Não há dúvida que os transtornos mentais adquiridos em ambiente de trabalho nocivo podem levar ao suicídio. Se a perturbação psíquica tem origem em causas (ou mesmo concausas) laborais, o suicídio pode ser equiparado a acidente do trabalho.

O empregador tem o encargo de promover a proteção à saúde psicofísica do trabalhador. O descumprimento dos deveres gerais ou específicos de proteção, prevenção e segurança em relação aos trabalhadores que se colocam sob suas ordens e comandos gera a responsabilidade civil por danos.

De outro lado, se a culpa pelo evento se atribui exclusivamente ao trabalhador, por dolo ou imprudência temerária da sua parte, tecnicamente não se poderia dizer que se trata de acidente do trabalho (poderia ser acidente no trabalho), portanto, sem gerar para o empregador obrigações ressarcitórias. Mas, se para o evento concorrem causas imputáveis ao empregado e ao empregador (causas concorrentes ou concausas), as obrigações legais a cargo do empregador serão valoradas segundo o grau de culpa de ambos.
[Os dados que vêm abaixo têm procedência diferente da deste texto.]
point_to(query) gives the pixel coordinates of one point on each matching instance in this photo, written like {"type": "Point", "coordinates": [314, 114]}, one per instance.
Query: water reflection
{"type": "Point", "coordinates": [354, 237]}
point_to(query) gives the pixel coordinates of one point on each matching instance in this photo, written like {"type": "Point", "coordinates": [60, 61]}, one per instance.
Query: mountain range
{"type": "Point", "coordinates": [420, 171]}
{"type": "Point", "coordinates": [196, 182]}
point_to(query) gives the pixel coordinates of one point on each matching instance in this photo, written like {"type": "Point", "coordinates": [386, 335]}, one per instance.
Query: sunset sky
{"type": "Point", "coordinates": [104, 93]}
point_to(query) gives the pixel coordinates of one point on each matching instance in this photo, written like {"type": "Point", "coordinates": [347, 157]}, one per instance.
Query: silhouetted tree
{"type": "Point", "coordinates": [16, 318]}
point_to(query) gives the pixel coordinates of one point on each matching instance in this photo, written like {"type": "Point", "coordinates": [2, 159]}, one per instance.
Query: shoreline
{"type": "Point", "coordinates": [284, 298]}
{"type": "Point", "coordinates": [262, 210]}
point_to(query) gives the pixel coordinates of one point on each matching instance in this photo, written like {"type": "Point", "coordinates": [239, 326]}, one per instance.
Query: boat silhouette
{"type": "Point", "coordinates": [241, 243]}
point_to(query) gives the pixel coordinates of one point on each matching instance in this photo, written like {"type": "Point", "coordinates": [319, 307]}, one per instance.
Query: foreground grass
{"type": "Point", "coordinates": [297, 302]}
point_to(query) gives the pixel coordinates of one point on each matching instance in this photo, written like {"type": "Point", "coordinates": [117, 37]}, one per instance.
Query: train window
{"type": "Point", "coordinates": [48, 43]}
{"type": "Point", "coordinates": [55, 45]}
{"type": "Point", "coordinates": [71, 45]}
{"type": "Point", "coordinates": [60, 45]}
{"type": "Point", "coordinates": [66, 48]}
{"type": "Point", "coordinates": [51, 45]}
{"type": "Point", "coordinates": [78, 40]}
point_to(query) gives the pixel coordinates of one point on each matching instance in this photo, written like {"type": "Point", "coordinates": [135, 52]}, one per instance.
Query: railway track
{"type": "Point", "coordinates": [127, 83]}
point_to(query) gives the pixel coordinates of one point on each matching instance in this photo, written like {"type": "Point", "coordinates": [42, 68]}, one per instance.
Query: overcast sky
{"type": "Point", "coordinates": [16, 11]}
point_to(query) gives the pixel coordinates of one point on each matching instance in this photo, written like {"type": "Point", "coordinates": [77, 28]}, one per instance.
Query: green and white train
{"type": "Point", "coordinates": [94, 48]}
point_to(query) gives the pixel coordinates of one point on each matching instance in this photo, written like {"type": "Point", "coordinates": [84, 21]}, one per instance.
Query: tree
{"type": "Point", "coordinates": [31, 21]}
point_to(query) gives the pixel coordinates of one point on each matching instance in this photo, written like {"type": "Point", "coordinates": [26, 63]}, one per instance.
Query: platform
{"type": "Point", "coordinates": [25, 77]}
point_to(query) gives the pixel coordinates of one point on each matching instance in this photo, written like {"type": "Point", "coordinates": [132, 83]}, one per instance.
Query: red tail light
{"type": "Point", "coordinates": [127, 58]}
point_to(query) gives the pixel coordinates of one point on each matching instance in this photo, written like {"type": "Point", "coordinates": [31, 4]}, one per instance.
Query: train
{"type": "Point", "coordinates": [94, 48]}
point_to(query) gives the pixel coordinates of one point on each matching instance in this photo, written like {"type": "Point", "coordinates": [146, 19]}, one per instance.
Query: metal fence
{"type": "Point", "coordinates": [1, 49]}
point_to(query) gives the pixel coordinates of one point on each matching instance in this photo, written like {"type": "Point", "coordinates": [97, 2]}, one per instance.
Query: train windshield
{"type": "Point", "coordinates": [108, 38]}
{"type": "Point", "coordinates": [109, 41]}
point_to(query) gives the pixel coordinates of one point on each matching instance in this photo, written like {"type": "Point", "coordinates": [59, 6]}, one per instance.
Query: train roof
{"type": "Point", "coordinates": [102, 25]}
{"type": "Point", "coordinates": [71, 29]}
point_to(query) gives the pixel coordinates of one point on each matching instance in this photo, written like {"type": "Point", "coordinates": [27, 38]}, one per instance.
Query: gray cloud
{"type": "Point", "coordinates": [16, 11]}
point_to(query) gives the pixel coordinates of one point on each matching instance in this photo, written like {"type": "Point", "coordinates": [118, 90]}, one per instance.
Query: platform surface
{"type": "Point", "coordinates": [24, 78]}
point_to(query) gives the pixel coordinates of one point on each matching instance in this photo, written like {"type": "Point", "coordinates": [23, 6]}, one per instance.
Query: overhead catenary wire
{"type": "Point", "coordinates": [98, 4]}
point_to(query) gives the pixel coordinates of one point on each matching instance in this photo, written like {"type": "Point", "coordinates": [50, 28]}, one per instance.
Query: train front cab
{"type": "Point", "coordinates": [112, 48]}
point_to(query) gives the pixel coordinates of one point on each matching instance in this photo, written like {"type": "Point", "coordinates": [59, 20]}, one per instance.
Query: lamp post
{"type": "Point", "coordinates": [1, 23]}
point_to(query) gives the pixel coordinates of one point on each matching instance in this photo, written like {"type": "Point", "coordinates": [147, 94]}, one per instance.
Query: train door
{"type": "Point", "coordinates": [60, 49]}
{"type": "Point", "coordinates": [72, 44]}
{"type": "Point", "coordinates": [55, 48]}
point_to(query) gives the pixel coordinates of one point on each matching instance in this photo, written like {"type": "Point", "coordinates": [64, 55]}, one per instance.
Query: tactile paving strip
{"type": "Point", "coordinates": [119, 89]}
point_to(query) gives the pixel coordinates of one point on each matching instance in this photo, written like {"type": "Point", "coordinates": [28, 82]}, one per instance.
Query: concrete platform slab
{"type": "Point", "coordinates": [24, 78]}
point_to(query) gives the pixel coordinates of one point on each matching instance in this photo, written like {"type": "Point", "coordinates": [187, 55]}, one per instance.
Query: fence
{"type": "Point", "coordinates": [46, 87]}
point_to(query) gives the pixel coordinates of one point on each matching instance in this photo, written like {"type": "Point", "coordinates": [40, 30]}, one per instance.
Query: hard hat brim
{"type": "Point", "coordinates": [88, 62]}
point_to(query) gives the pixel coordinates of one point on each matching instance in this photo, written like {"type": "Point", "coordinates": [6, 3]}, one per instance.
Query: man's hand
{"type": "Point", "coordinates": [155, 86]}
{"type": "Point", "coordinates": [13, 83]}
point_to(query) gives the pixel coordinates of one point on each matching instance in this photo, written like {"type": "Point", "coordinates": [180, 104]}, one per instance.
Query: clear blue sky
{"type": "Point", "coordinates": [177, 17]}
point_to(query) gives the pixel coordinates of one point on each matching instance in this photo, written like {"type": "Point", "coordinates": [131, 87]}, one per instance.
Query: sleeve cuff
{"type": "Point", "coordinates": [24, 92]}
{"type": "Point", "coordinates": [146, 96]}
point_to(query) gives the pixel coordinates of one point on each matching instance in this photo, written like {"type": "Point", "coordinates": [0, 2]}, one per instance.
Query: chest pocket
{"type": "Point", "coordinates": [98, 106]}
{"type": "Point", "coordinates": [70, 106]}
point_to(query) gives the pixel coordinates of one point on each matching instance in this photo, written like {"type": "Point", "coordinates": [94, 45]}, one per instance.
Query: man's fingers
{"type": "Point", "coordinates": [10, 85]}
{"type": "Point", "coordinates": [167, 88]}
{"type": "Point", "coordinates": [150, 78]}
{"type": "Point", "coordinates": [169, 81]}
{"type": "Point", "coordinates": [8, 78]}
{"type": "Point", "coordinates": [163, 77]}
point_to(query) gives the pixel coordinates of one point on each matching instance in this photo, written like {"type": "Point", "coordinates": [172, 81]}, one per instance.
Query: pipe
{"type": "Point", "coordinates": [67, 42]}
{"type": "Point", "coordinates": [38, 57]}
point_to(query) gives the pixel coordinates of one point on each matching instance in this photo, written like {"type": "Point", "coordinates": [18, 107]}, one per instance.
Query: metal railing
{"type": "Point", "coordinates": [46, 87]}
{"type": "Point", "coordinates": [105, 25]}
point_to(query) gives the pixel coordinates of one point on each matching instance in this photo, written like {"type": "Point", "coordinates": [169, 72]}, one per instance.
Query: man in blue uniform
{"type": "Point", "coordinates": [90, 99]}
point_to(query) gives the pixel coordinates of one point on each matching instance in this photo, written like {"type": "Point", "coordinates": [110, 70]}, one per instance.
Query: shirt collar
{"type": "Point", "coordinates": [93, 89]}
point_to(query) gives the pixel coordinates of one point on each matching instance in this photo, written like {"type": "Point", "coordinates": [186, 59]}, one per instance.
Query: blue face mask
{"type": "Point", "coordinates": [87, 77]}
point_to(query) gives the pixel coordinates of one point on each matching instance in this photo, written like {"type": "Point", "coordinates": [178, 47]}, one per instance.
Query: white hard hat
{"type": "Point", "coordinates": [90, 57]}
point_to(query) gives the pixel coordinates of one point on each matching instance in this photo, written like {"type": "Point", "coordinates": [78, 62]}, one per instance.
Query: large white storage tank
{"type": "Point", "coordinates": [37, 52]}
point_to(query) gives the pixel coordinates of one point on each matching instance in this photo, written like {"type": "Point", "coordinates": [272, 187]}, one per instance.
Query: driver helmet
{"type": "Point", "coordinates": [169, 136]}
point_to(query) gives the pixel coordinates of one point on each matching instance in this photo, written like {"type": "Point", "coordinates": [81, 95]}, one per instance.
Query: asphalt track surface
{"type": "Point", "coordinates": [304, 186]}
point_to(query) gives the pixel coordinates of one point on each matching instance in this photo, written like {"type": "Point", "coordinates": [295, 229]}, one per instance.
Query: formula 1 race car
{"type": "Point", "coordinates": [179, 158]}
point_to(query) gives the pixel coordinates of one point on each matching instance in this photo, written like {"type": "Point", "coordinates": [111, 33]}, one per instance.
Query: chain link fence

Então, caracterizando-se o suicídio como acidente do trabalho, daí derivam não apenas o direito dos beneficiários às respectivas prestações previdenciárias como também o dever do empregador de reparar os respectivos danos (patrimoniais ou não). Isso ocorre tanto no caso do suicídio frustrado ou meramente tentado (danos sofridos pelo próprio trabalhador) quanto no consumado (danos sofridos por terceiros que tenham sido afetados). Há, também, a garantia do emprego por 12 meses no caso de o trabalhador não lograr seu intento suicida.